Le pouvoir d’achat résiste bien
Heureusement tout n’est pas noir. Selon une étude de l’Université d’Anvers ces, ‘charges trop élevées’ dans notre pays ont permis aux Belges de traverser le crise sans trop de dégâts. Grâce aux nombreuses institutions sociales dans notre pays, la confiance du consommateur et l’économie n’ont pas autant souffert en Belgique que dans d’autres pays.
Selon une étude de l’UE, la Belgique serait, à deux près, le pays ayant connu la plus forte croissance en Europe durant ces cinq dernières années et ce grâce à l’équilibre entre la croissance économique et le pouvoir d’achat. Ainsi le retail belge a pu limiter la casse, contrairement à d’autres pays comme les Pays-Bas par exemple où le secteur DIY a vu ses ventes chuter considérablement.
Une collaboration s’impose
Alors que la Commission européenne tablait sur une régression de 0,4% de la consommation en 2013, voire même de 0,7% selon l’OCDE, la Banque Nationale de Belgique estime que ce recul se limite à 0,3%. Ainsi la Belgique fait nettement mieux que les Pays-Bas, où de nombreux secteurs ont souffert de la baisse du pouvoir d’achat.

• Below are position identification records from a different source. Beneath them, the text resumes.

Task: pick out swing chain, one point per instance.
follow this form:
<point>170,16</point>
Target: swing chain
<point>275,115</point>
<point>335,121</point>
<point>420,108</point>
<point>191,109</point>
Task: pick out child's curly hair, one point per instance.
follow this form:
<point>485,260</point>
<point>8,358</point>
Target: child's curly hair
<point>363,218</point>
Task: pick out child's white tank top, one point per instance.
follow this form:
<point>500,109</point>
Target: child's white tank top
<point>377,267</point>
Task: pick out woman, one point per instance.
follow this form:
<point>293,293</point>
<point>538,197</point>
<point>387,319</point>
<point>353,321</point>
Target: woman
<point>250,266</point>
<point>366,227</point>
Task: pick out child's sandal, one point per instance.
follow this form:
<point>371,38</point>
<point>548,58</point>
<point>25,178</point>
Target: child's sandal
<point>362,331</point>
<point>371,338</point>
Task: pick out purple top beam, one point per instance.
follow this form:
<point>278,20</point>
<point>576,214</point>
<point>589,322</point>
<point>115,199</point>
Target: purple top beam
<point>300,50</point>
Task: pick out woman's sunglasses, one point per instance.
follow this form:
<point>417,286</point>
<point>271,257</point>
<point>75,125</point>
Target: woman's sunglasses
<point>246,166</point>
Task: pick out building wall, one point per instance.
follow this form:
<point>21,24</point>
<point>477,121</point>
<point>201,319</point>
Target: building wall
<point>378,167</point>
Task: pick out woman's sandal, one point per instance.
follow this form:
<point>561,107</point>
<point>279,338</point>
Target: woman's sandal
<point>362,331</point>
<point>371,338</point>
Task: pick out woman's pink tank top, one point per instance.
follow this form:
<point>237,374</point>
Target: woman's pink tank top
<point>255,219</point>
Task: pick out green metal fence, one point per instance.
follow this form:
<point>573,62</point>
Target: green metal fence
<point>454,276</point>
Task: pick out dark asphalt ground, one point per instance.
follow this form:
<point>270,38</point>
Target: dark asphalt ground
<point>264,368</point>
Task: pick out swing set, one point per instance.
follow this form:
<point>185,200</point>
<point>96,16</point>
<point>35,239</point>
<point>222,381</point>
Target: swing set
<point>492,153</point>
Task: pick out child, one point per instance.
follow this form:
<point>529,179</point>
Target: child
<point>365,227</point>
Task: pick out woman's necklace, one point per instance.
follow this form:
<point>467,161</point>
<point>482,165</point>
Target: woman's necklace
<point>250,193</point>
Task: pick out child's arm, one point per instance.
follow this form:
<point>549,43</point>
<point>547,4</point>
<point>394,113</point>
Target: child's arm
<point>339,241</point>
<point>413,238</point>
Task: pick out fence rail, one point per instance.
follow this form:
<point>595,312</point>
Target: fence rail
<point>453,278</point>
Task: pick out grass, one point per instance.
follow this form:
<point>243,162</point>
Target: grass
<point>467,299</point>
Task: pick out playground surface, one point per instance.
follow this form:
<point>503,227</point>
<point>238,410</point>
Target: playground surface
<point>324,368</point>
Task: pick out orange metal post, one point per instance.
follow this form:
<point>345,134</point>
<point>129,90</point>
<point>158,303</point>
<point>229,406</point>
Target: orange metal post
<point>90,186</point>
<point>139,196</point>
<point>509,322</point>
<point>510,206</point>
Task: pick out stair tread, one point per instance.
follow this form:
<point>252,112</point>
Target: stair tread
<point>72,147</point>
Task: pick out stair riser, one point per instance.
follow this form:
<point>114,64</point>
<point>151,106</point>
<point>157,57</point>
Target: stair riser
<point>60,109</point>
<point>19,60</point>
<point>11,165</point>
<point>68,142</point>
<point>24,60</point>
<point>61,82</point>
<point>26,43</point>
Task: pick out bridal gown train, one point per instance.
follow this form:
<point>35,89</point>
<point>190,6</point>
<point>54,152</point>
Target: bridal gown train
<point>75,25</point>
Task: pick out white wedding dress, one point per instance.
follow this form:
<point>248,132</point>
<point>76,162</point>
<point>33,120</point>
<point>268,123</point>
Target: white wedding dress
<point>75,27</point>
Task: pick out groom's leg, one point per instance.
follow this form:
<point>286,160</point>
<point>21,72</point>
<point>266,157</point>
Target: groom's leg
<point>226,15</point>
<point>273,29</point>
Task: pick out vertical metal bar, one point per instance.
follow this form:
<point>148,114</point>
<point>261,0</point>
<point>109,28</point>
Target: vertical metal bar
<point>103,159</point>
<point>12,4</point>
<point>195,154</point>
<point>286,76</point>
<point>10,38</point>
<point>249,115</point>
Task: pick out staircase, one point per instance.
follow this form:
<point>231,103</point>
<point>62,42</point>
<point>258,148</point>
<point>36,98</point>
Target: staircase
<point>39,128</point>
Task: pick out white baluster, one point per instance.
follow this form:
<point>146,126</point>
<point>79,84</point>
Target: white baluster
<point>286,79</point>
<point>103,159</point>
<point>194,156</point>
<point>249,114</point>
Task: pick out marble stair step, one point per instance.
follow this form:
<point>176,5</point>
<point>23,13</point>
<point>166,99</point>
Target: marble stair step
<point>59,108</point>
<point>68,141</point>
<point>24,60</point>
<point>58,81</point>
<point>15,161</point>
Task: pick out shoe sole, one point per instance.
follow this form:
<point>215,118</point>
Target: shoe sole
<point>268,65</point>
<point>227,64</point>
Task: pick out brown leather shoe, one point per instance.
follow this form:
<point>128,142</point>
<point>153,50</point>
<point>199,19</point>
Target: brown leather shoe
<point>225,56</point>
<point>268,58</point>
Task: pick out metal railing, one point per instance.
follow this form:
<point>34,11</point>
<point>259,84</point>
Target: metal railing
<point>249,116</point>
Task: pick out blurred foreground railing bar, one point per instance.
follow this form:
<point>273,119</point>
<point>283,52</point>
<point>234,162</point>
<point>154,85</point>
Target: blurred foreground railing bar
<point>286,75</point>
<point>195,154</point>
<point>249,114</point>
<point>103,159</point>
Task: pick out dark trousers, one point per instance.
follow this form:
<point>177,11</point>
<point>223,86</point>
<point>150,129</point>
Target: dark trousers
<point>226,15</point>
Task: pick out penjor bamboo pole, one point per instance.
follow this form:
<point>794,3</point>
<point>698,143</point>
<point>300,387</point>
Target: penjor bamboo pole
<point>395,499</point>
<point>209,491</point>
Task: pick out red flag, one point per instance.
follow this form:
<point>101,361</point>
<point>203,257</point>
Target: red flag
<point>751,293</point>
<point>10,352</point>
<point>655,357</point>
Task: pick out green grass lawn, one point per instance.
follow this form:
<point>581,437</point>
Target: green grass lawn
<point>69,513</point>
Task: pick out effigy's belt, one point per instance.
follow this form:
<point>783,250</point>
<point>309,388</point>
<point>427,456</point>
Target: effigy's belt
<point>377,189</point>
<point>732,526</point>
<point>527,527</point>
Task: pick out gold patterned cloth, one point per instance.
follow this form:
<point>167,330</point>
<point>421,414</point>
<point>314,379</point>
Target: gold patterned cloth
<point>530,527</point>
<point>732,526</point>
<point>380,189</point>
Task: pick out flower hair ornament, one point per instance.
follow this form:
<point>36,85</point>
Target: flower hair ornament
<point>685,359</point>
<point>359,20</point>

L’avenir du retail belge s’annonce donc rempli de défis et tous les acteurs concernés (retailers, employés/syndicats et gouvernement) doivent en prendre pleinement conscience. Seule une action conjointe vers un but commun fera de notre pays un marché compétitif et prospère, en phase avec l’ère digitale.
Prenons exemple sur ces retailers dynamiques et innovants qui parviennent à stimuler le secteur du retail. Notre pays ne manque pas d’entrepreneurs créatifs, comme en témoigneront les retailers présents au Congrès RetailDetail Omni-channel. Ils ont bien compris qu’une collaboration entre toutes les parties concernées s’impose pour mener à bien la conversion vers un environnement omni-channel de qualité.